I think it might be very beneficial to people in the pews to know their depression may be a spiritual problem and it's important to outright and strongly denounce the mental suggestions to kill oneself so to overcome Satan and allow God to triumph. When priests do not clearly give a spiritual remedy they fail as guardians of souls.
God bless,
Bee
Bee here:
Sorry for the omission in my last comment. Rather than "What is my guess?

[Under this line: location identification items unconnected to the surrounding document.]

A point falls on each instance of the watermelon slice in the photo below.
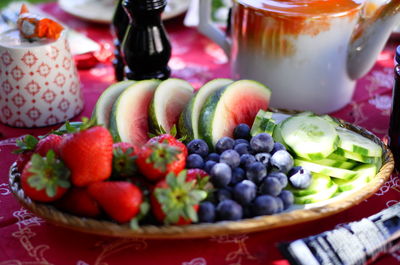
(189, 119)
(129, 115)
(170, 98)
(229, 106)
(102, 109)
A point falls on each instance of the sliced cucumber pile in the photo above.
(310, 137)
(266, 121)
(338, 158)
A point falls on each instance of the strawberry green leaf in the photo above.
(123, 162)
(27, 143)
(179, 198)
(162, 155)
(48, 173)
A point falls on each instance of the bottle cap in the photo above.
(146, 5)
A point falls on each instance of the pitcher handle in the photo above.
(209, 29)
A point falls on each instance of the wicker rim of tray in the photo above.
(108, 228)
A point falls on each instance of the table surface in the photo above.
(27, 239)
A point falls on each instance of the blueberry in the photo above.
(229, 210)
(277, 146)
(246, 160)
(206, 212)
(213, 157)
(238, 174)
(230, 157)
(198, 146)
(194, 161)
(242, 148)
(244, 192)
(242, 131)
(287, 198)
(223, 144)
(300, 178)
(208, 165)
(241, 141)
(262, 142)
(265, 205)
(280, 176)
(281, 206)
(282, 161)
(223, 194)
(263, 158)
(221, 175)
(256, 172)
(270, 186)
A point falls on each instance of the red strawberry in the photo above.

These modernists would say they are not guilty, he..."
The sentence was supposed to read:
"What is my guess? These modernists would say they are not guilty of mortal sin, and hell is probably empty."
God bless.
Bee
Bee,
Hell is empty other than Hitler and fake catholics like Pelosi
TJM
The 1974 Graduale Romanum, which governs the Novus Ordo, has a very wide choice of chants for the Missa pro Defunctis, although these do not include the Sequence and the responsory 'Libera me Domine de morte aeterna' which is replaced by a different chant taken from Matins: 'Libera me Domine de viis inferni'. I did once sing the Mass chants from the Liber Usualis at a Novus Ordo Requiem Mass which was otherwise in English.
A priest can hardly object to this, although if he were very punctilious he might insist on the Alleluia rather than the Tract outside of Lent!
But generally speaking we sing for the Old Rite. On occasion we have been asked to wear choir dress and sing in the sanctuary, which is quite fitting for a male chant schola, but certainly not for a mixed 'music group'!
John Nolan,
Thanks for the information. So the Dies Irae is suppressed for the Novus Ordo, or is that too broad an assumption? That particular chant is hauntingly beautiful and one of my favorites.
TJM
The Dies Irae is the most famous chant ever written, but is a comparatively late addition to the Requiem Mass; it was not composed until the 13th century. In fact all the Sequences are late additions (late being comparative - the main corpus of Gregorian chant was complete by the end of the first millennium).
There is no reason why the Dies Irae should not be sung for the Novus Ordo, and it not uncommonly is (for example at All Souls); this is because the rite itself allows a plethora of options, both traditional and modern.